Forty-One
Trudy
Principal Hendon had given Trudy a paid week off “to minimize distractions.” The night of the board meeting, Dub took Pete to see E.T.
for a fourth time. For better or worse, Leta Pearl would be there; Trudy had still not forgiven her, but someone in her corner couldn’t hurt.
Though she did ask Leta Pearl to behave.
“Flies and honey, Mama. Remember that, please.”
“Never liked that saying,” Leta Pearl said. “Flies like dog shit way more than they like honey.”
She reminded herself that Haskel was in her corner too, but they’d barely spoken since she left his house that night.

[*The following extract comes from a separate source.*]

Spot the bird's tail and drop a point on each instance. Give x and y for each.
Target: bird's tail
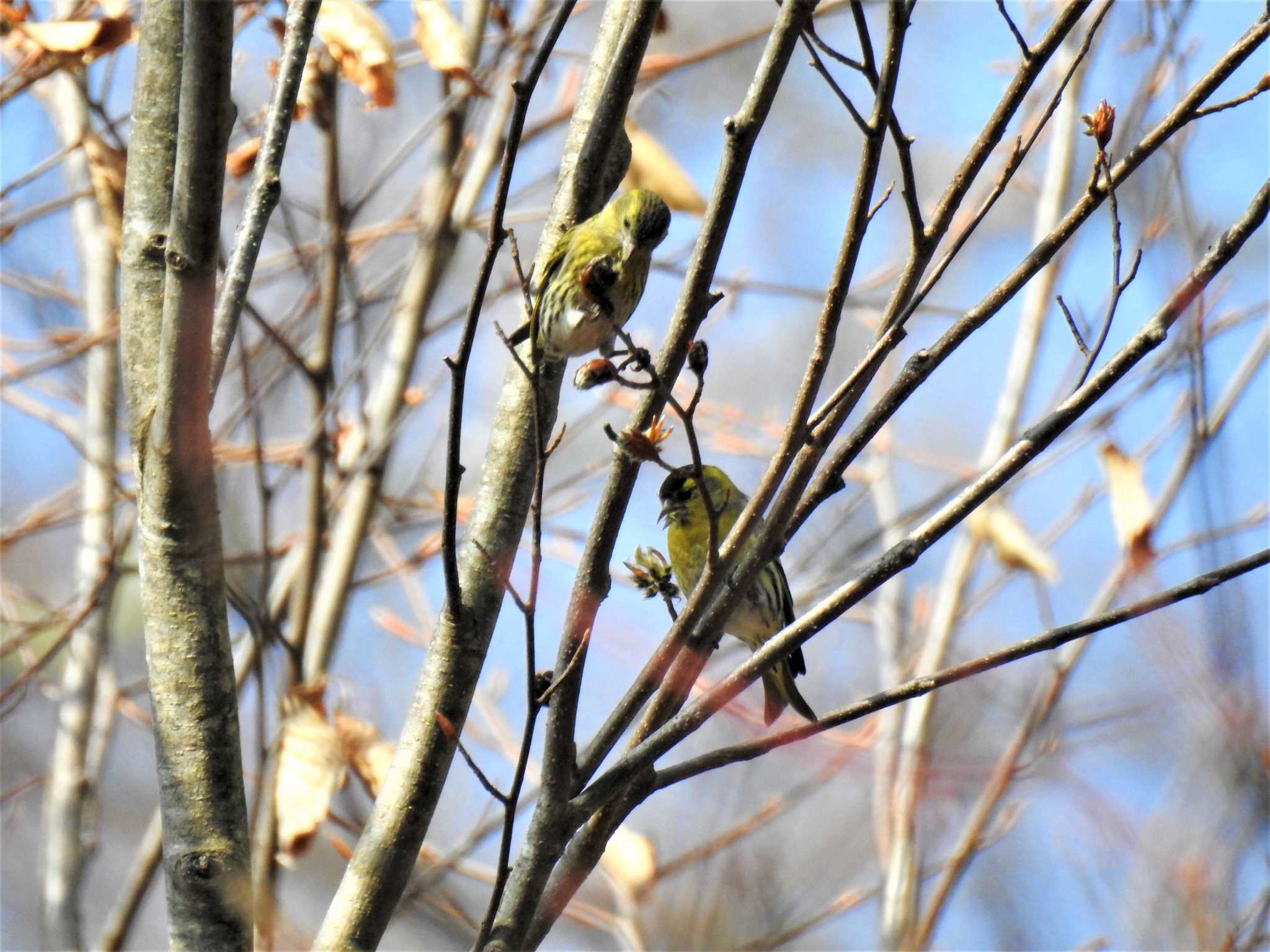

He insisted, however, on giving her a ride.
Weirdly, when he arrived, he was wearing his Member’s Only jacket over a shirt with no tie.
On the way there, they reviewed everything she planned to say.
The boys got into a fight, and she sent them to the principal.
Indeed, it was Coach Meechum’s rule that had them miss the game, not hers.
In fact, she even tried to get Coach Meechum to let them play, but he refused.
When they arrived at City Hall, however, Haskel pulled up to the door and said, “This is your stop.”
Trudy looked at him quizzically. “Oh. Thanks, but you can park the car; I don’t mind walking.”
Haskel faced forward. “I’m not coming in.”
Trudy drew her eyebrows together. “What do you mean?”
“Let’s tell the truth,” he said. “This is never going to be the way it should.”
She closed her eyes. “Haskel,” she whispered, the only honest word she could find. She placed her hand on top of his, on the console. “Can we talk about this later? I need you in there tonight.”
He shook his head, turned his palm upwards, and caressed the back of her hand with his thumb, then slid the diamond ring from her finger.
It came off easily. She had no instinctive reflex to stop him.
They were no longer touching. He closed his fist around the ring and placed it in his jacket pocket, the one over his heart.
A painful angst simmered in her chest. She thought of the house he was building for her. For them . But Haskel had stopped eating Leta Pearl’s love biscuits and he’d fallen out of love, hadn’t he? The same had probably happened to Shug, who she hadn’t seen or heard from since homecoming.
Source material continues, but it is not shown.